# How do I calculate the length of a chemical bond?

1. Oct 3, 2008

### fizzicsdummy

“In C6H8, the carbon atoms are connected in a chain. In a rough approximation, some electrons can be viewed as confined to a line with the length of this chain. C6H8 absorbs ultraviolet light with wavelength 357 nm, which causes an electron to change from the third lowest allowed energy to the fourth lowest allowed energy. Use this information to estimate the length in pm of a typical carbon-carbon bond in C6H8.”

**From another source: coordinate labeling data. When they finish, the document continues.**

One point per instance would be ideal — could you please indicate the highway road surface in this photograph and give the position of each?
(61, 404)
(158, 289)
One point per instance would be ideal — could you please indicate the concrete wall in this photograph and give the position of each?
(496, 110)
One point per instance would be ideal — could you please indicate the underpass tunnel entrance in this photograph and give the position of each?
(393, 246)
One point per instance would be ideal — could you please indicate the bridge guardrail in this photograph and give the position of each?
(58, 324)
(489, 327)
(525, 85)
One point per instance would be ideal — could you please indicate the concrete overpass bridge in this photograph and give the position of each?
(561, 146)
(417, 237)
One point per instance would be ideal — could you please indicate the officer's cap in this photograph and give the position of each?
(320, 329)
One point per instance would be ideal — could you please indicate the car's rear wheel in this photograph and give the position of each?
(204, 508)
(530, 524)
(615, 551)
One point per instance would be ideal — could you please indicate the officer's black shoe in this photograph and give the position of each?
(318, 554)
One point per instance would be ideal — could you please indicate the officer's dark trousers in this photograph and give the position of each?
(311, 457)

I assume I could just calculate the radius of a carbon atom and multiply it by 2 to find a rough estimate of the length of a carbon-carbon bond. However, I don't know how to do this and I don't know the importance of the energy level change described in the problem. I'd really appreciate help understanding this. An equation (if one exists) would also be appreciated. Thanks!

2. Jan 19, 2017

### TeethWhitener

This is a popular question that comes up in intro quantum chem classes. The idea here is to take your conjugated 1,3,5-hexatriene molecule and approximate its valence pi electrons (very roughly) as particles in a 1D box of length L. The energy levels are
$$E = \frac{n^2h^2}{8mL}$$
and the hexatriene molecule has 6 conjugated pi electrons. Given the fact that electrons are fermions, this means the lowest 3 levels of the box are filled, so the first electronic transition possible is between the 3rd and the 4th level. You're told that the molecule absorbs light at $\lambda$ = 357nm, which you can plug in to
$$E = \frac{hc}{\lambda}$$
to find the energy of the transition. You can then find the difference of energy between the 3rd and 4th box levels and solve for L to get the total length of the box. Since all 6 carbons are (very roughly) equivalent, you can divide this L by 6 to get the C-C bond length.